Replacing $(x, y)$ with $(y, x)$ shows we can assume $\alpha \leq \beta$, which gives $2\beta \geq \alpha + \beta \geq 2$ by the condition so $\beta \geq 1$. Taking $(0, 0)$ we obtain $f(0)^2 \leq f(0)$ so $0 \leq f(0) \leq 1$. First, assume that $f(0) = 0$. However, $(0, -1)$ then gives $0 \leq -\beta \leq -1$, a contradiction. Therefore $f(0) > 0$. Now, take $(0, y)$ to obtain $f(0)f(y) \leq f(0) + \beta y$ which rearranges to \[f(y) \leq \frac{\beta}{f(0)}y + 1\]for all real $y$. Now, take some $t \geq f(0)/\beta > 0$ and plug in $(-t, -t)$. We obtain: \[\frac{\beta^2}{f(0)^2}t^2 - \frac{2\beta}{f(0)}t + 1 = \left(\frac{\beta}{f(0)}t - 1\right)^2 \leq f(-t)^2 \leq f(t^2) - (\alpha + \beta)t \leq \frac{\beta}{f(0)}t^2 - (\alpha + \beta)t + 1\]for all $t$ sufficiently large, which implies $\beta^2/f(0)^2 \leq \beta/f(0)$ so we obtain $1 \leq \beta \leq f(0) \leq 1$ and we must have $1 = \beta = f(0)$ and $1 = \beta \geq \alpha \geq 1$ gives $\alpha = 1$. The chain of inequalities above now reduces to (for $t \geq 1$) \[t^2 - 2t + 1 \leq f(-t)^2 \leq f(t^2) - 2t \leq t^2 - 2t + 1\]so we obtain $f(t^2) = t^2 + 1$ and $f(-t)^2 = (t-1)^2$ for all $t \geq 1$. This gives $f(-1) = 0$ and taking $(-x, -1)$ we obtain $f(x) \geq x+1$ for all real $x$ which combined with the first inequality we proved gives $f(x) = x+1$ for all $x$, which is indeed a solution.

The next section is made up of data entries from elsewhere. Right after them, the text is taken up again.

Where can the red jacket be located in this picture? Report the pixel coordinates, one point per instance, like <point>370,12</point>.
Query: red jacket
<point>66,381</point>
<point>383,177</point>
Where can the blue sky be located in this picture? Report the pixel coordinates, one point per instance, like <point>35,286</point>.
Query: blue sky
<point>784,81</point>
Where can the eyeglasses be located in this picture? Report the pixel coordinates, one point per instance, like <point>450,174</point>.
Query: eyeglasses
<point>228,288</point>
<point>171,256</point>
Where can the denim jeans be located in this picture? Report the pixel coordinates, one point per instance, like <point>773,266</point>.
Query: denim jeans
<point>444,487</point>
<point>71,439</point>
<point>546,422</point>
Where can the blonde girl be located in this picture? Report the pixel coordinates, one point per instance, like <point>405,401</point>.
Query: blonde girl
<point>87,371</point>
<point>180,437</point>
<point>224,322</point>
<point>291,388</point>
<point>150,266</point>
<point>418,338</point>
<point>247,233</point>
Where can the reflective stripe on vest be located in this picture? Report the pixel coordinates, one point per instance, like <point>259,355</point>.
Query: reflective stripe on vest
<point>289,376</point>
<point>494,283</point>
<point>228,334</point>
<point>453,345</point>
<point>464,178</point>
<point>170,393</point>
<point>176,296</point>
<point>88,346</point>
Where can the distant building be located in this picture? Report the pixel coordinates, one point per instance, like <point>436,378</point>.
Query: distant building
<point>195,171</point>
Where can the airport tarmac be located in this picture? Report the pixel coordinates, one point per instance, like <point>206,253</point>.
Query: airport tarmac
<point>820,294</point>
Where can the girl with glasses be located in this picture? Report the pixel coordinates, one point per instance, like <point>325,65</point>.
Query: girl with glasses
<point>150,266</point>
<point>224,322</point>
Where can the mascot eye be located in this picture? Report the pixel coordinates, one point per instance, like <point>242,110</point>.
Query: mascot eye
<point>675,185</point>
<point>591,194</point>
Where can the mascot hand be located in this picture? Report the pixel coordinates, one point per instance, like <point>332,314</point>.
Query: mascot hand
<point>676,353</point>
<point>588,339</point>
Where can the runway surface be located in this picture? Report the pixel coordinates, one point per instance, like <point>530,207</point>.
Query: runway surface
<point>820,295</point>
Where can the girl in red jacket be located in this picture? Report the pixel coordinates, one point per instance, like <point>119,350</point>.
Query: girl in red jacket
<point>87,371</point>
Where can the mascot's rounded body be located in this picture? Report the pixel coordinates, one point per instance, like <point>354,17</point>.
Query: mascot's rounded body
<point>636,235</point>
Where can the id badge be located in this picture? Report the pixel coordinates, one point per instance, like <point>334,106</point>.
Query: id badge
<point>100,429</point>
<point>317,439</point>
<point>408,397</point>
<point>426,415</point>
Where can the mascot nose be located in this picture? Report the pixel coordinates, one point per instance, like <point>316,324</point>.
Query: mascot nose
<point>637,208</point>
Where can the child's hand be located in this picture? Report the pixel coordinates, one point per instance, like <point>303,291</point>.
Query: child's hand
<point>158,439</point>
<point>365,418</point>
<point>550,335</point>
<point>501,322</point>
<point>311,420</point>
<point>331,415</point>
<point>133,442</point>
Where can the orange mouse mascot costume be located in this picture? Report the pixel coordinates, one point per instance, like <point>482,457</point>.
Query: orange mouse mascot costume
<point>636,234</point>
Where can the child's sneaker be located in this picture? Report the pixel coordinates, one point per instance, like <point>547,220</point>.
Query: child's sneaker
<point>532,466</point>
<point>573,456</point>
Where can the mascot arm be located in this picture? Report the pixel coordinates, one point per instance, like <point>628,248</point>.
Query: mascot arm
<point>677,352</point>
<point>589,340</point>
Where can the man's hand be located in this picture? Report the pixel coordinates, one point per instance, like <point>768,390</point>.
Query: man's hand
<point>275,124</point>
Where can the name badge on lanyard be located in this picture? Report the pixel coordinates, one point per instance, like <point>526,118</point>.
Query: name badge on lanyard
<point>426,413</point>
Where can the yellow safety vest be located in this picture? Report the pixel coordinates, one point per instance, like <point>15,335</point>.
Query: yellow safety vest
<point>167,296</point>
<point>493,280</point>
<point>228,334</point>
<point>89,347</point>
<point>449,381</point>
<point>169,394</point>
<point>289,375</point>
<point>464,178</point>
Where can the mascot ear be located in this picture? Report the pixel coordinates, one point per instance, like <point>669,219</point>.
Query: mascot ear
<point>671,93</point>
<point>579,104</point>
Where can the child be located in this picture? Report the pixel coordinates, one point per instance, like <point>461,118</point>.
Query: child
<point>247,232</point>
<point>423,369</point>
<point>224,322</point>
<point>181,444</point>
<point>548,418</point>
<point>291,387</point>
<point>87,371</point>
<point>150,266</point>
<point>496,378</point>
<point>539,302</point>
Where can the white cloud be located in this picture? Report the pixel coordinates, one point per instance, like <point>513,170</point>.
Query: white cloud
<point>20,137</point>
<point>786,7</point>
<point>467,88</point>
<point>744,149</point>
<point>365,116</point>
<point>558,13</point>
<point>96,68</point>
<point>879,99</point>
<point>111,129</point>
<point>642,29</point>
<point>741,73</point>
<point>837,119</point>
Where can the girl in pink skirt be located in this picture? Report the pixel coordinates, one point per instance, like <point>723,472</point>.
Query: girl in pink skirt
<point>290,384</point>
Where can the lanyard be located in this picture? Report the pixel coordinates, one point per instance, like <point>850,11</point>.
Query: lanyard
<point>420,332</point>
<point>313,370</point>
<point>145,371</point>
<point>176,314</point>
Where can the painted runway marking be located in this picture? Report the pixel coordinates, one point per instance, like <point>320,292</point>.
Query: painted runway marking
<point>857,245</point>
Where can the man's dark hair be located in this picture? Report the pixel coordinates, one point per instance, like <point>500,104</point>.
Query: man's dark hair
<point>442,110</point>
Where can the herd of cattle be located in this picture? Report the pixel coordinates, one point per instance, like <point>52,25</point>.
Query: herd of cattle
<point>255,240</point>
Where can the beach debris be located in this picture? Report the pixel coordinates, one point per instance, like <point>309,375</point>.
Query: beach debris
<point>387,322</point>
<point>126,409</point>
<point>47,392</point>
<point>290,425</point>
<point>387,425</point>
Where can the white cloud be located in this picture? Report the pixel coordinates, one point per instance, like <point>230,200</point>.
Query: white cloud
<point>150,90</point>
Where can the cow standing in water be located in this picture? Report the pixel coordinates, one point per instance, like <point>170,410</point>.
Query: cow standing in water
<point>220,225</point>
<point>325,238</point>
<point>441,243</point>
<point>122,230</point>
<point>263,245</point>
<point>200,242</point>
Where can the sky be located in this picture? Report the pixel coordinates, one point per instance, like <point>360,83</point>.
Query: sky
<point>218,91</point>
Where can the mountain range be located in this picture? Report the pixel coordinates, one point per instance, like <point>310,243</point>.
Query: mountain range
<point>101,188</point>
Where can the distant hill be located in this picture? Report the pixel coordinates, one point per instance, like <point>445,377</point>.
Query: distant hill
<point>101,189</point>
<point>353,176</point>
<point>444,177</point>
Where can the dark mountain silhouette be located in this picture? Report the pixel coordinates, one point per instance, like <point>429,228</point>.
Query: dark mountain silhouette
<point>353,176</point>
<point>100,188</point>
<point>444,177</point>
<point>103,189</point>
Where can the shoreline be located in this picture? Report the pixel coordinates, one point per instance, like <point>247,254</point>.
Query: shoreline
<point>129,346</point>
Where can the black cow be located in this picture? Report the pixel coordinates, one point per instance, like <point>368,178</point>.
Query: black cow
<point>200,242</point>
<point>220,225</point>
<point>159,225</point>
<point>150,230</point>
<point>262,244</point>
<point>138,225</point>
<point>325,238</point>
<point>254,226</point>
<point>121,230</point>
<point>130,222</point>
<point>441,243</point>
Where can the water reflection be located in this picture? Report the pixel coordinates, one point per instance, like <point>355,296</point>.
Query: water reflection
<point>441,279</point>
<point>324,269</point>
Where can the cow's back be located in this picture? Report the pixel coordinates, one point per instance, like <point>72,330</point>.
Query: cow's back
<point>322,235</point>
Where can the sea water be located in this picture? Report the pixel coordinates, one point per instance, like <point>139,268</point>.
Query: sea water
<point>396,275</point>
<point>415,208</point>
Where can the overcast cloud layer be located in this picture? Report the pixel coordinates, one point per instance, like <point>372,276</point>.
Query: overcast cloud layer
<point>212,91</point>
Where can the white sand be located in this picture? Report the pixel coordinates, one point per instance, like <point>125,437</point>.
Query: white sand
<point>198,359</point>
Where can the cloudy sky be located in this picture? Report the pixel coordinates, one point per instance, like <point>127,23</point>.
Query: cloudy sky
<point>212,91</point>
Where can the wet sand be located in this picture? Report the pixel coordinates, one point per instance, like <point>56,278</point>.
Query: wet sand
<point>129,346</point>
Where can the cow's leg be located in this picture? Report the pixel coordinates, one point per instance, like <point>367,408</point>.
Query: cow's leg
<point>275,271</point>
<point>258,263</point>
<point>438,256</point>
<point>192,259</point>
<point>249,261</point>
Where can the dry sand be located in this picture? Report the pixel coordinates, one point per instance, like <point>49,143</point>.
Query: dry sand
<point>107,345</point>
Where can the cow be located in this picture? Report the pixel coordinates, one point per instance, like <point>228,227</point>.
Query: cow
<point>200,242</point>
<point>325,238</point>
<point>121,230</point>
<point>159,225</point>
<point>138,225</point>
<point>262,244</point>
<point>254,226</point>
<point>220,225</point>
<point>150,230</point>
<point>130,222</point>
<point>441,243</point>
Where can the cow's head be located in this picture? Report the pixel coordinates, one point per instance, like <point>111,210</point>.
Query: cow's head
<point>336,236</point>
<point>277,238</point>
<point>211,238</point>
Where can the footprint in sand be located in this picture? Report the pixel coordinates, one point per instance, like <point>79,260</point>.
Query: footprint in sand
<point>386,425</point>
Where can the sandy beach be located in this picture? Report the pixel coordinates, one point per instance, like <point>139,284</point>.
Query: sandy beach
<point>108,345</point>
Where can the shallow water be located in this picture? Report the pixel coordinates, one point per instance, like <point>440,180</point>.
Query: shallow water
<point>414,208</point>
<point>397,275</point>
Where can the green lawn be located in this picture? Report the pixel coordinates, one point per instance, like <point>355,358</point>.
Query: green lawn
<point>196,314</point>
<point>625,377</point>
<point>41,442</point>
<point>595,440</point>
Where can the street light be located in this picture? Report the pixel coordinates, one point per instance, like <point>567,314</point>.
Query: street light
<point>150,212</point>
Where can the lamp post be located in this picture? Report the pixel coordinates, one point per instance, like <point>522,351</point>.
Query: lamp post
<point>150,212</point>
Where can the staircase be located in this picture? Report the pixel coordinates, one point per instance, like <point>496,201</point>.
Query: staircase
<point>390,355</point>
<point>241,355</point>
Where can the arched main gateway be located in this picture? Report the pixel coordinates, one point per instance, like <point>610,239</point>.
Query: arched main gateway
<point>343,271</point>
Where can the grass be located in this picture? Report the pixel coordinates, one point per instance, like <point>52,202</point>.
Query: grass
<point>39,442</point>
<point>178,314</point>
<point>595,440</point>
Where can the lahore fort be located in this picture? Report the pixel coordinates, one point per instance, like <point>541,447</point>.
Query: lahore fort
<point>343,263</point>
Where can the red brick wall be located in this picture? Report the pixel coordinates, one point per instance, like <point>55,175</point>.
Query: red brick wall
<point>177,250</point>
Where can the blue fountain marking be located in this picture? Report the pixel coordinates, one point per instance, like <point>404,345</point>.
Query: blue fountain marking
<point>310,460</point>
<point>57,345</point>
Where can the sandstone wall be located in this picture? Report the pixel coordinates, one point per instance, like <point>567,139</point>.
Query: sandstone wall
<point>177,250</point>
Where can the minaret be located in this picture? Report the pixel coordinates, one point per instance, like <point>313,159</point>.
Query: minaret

@axiomatical I would just add in a summary that there are no solutions for any $(\alpha,\beta)\ne(1,1)$

Here is a shorter solution: $P(-1,-1)$ shows $f(1) \ge f(-1)^2+\alpha+\beta \ge 2$. $P(1,1)$ shows $f(1)^2 \le f(1)+\alpha+\beta \le 2f(1)$. Hence $f(1) \le 2$ and hence $f(1)=2$ and hence $\alpha+\beta=2$ and $f(-1)=0$. $P(x,1)$ shows $f(x) \le \alpha x+\beta$. $P(x,-1)$ hows $f(x) \ge \alpha x+\beta$. Hence $f(x)=\alpha x+\beta$ but of course also $f(x)=\beta x+\alpha$ by symmetry. Hence $\alpha=\beta=1$ and $f(x)=x+1$ which is indeed a solution.